Foolish, Dona Stefania thought, her mind still locked on the riddle like a terrier fighting to get the marrow from a beef bone. Why couldn’t she have picked a fellow with a brain and looks? There were enough of them about. If Dona Stefania herself decided to choose a man for her personal use, she would be sure to select one who was on her own level.
At the thought she gave a twisted grin. The last man with whom she had slept wasn’t at all the right sort. If she was honest, Parceval Annesen the Fleming was a scruffy peasant at whom she would not usually have glanced, but there was something about his persistence. It was just as though he had fallen in love with her, and that was enormously complimentary. He did at least have manners; he was extremely polite. And although Dona Stefania wouldn’t usually have entertained any thought of sleeping with him in the normal course of events, while away from her priory, and with the thrill of his obvious infatuation, she succumbed and let him take her. At the time she had thought it could be dangerous: and now … Well, she had been proved right! She had no wish for a man to come and blackmail her — and yet that was exactly what had happened. It was unfair!
Perhaps, she thought, that dullard Ramon was not so unsuited for Joana, after all. At least he was devoted to her, from what Dona Stefania could see. Watching the two of them now, she saw the little caress Joana gave him — a fleeting touch on the forearm, no more. There was no need. He was enraptured, smitten, hooked. Bowing to Joana, he walked away backwards for a few paces, as though intending to fix every aspect of her upon his mind, reluctant to leave her presence.
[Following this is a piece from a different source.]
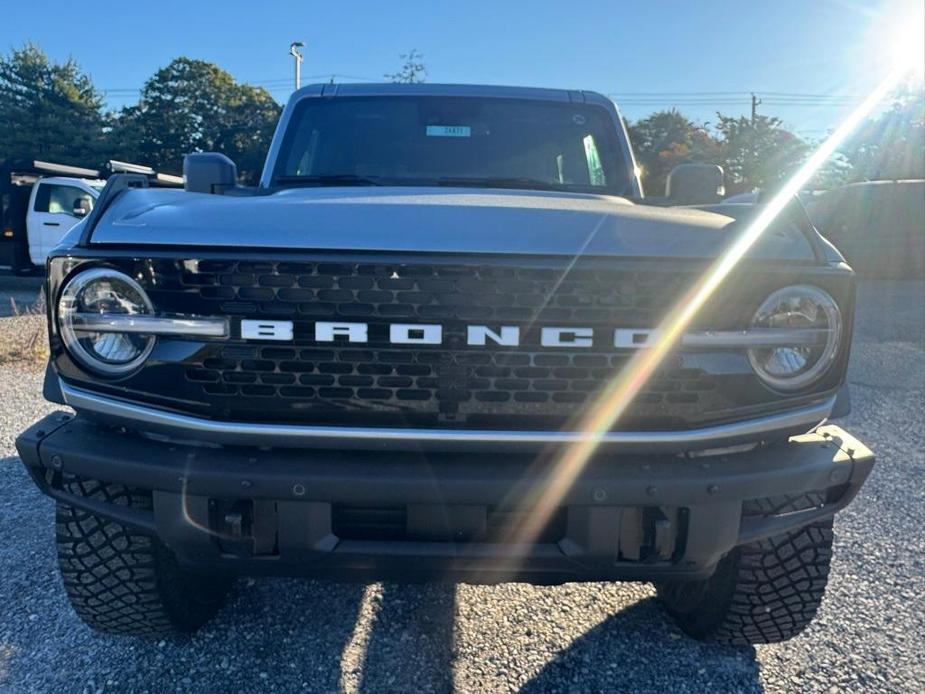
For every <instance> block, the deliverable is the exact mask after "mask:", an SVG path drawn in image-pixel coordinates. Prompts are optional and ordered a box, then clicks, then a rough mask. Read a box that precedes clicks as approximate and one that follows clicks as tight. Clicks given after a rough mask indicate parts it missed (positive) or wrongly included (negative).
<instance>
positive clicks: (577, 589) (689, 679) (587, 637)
mask: <svg viewBox="0 0 925 694" xmlns="http://www.w3.org/2000/svg"><path fill="white" fill-rule="evenodd" d="M923 297H925V286H923V284H922V283H920V282H919V283H913V282H905V283H903V282H868V283H865V284H864V285H863V287H862V290H861V303H862V306H861V311H860V321H859V325H858V327H857V335H856V342H855V349H854V352H853V357H852V365H851V376H850V378H851V381H852V383H853V396H854V412H853V414H852V415H851V416H850V418H849V419H848V420H847V421H846V422H845V424H846V425H847V426H848V427H850V428H851V429H852V431H853V432H854V433H856V434H857V435H858V436H859V437H860V438H862V439H863V440H865V441H866V442H867V443H869V444H870V445H871V446H872V447H873V448H874V449H875V451H876V453H877V454H878V459H879V462H878V465H877V467H876V468H875V470H874V473H873V475H872V477H871V479H870V481H869V482H868V483H867V486H866V487H865V488H864V490H863V491H862V493H861V495H860V497H859V498H858V499H857V500H856V501H855V502H854V504H853V505H852V506H851V507H850V508H849V509H848V510H847V511H846V512H845V513H843V514H841V515H840V516H839V517H838V521H837V522H836V533H837V539H836V552H835V566H834V573H833V579H832V581H831V582H830V585H829V591H828V593H827V594H826V600H825V603H824V605H823V609H822V612H821V614H820V616H819V618H818V619H817V621H816V622H815V623H814V624H813V626H812V627H811V628H810V629H809V630H808V632H807V633H806V634H805V635H804V636H802V637H800V638H798V639H795V640H793V641H791V642H789V643H785V644H781V645H773V646H761V647H758V648H754V649H752V648H745V649H732V648H718V647H713V646H705V645H701V644H699V643H697V642H694V641H691V640H690V639H688V638H686V637H685V636H683V635H682V634H681V633H680V632H679V631H678V630H677V629H675V628H674V627H673V626H672V625H671V624H670V622H669V621H668V619H667V617H666V616H665V614H664V613H663V612H662V610H661V609H660V608H659V606H658V603H657V602H656V601H655V600H654V591H653V590H652V588H651V587H650V586H649V585H648V584H639V583H629V584H619V585H606V584H599V583H595V584H583V585H582V584H568V585H564V586H558V587H548V588H537V587H531V586H527V585H523V584H509V585H503V586H497V587H477V586H467V585H459V586H452V585H421V586H406V585H393V584H376V585H371V586H362V585H346V584H334V583H318V582H307V581H295V580H262V581H257V582H254V581H247V580H243V581H240V582H239V583H238V585H237V587H236V589H235V590H234V593H233V595H232V599H231V601H230V603H229V604H228V606H227V607H226V608H225V609H224V610H223V611H222V612H221V613H220V615H219V617H218V619H217V620H216V621H215V622H213V623H211V624H210V625H208V626H207V628H205V629H204V630H202V631H201V632H200V633H198V634H197V635H195V636H194V637H192V638H190V639H187V640H177V641H172V640H171V641H160V642H157V641H154V642H152V641H143V640H133V639H127V638H113V637H106V636H98V635H96V634H93V633H91V632H90V631H89V630H88V629H87V628H86V627H84V626H83V625H82V624H81V623H80V622H79V621H78V620H77V618H76V617H75V616H74V615H73V614H72V612H71V611H70V608H69V607H68V606H67V604H66V602H65V598H64V594H63V591H62V589H61V586H60V584H59V579H58V576H57V572H56V567H55V557H54V552H53V547H52V542H53V527H52V503H51V502H50V501H49V500H47V499H45V498H44V497H42V496H41V495H39V493H38V492H37V491H36V490H35V488H34V487H33V485H32V484H31V483H30V482H29V481H28V479H27V478H26V474H25V472H24V471H23V468H22V466H21V464H20V463H19V461H18V460H17V459H16V457H15V452H14V449H13V438H14V436H15V434H16V433H17V432H18V431H19V430H21V429H22V428H24V427H25V426H26V425H27V424H29V423H31V422H32V421H33V420H34V419H36V418H37V417H38V416H39V415H41V414H42V413H44V412H47V411H49V410H50V409H52V408H51V407H49V406H48V405H47V404H45V403H44V402H43V401H42V399H41V396H40V376H39V373H38V372H37V371H36V370H34V369H33V370H24V369H18V368H13V367H10V366H4V367H0V368H2V369H3V376H4V378H2V379H0V402H2V405H3V407H2V409H0V418H2V419H0V456H2V457H3V460H2V464H3V468H2V470H3V473H4V474H2V476H0V533H2V535H0V537H2V541H0V689H3V690H5V691H76V692H79V691H90V692H93V691H110V690H112V691H157V692H159V691H261V692H263V691H289V690H306V691H335V690H337V689H339V688H341V689H347V690H352V691H357V690H365V691H374V692H378V691H447V690H451V689H456V690H459V691H509V690H519V689H524V690H526V691H536V692H541V691H542V692H545V691H569V692H572V691H602V690H616V691H671V692H673V693H677V692H688V691H690V692H695V691H698V692H699V691H743V692H755V691H795V690H796V691H825V692H827V691H861V690H863V691H909V692H911V691H923V690H925V603H923V596H925V530H923V527H925V494H923V491H925V439H923V421H925V384H923V380H925V348H923V335H925V321H923ZM2 326H3V324H2V321H0V330H2V329H3V327H2Z"/></svg>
Dona Stefania pursed her lips. What an idiot. He was just like a lovesick youth. Yet he made Joana happy, and that was good.
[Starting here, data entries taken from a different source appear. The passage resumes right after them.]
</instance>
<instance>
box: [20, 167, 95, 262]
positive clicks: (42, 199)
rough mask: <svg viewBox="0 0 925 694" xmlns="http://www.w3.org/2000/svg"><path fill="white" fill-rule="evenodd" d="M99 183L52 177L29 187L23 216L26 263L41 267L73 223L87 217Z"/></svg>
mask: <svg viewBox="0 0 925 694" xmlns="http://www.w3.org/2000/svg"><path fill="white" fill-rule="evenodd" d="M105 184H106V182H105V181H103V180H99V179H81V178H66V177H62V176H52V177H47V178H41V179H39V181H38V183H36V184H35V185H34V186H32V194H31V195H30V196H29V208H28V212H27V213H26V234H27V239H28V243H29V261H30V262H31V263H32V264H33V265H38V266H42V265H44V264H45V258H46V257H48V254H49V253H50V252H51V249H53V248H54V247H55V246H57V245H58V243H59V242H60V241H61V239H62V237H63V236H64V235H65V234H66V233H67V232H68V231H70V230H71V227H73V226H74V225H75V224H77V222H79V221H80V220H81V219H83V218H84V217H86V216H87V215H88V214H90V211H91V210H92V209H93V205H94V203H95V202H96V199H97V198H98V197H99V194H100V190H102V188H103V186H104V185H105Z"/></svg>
Joana was talking to the beggarwoman now, a tall woman who looked much like Joana herself, apart from the heavy black material of her habit and veil. There was no hunching to her shoulders, no palsied hand shaking beneath the noses of passers-by; in fact, she had the carriage of a noblewoman. Dona Stefania thought she could herself have been a lady.
It was annoying that Joana would still go and talk to people who were below her station. It was always a mistake, Dona Stefania thought sourly. It made those to whom she talked feel as though they had some importance, which was entirely spurious. Better by far to leave them to their own kind.
There she went again, laughing with the beggar. Joana would always have a word with even the lowliest. For many people who knew her, it was a part of her charm; for Dona Stefania, this ability to talk to any person, whether a whore, a beggar, or a queen, was a sign of the girl’s foolishness. One should always remember from whence one came, and stick to one’s equals while serving one’s superiors. That was the whole basis of society. If peasants started to think they were equal to lords and ladies, there would be rioting. Better that the peasants should know their place. Better for everyone. Peasants didn’t enjoy being treated like equals, they preferred certainty. But a person’s station in life mattered less to a woman like Joana, the Dona assumed. After all, she was born a peasant herself, so there was less stigma for her, talking to the dregs of society. The Dona herself would have found it very difficult to talk to some of the folks that Joana sought out — like those beggars. Nasty, befouled people that they were. Most of them were perfectly healthy, too. They only begged because they were lazy.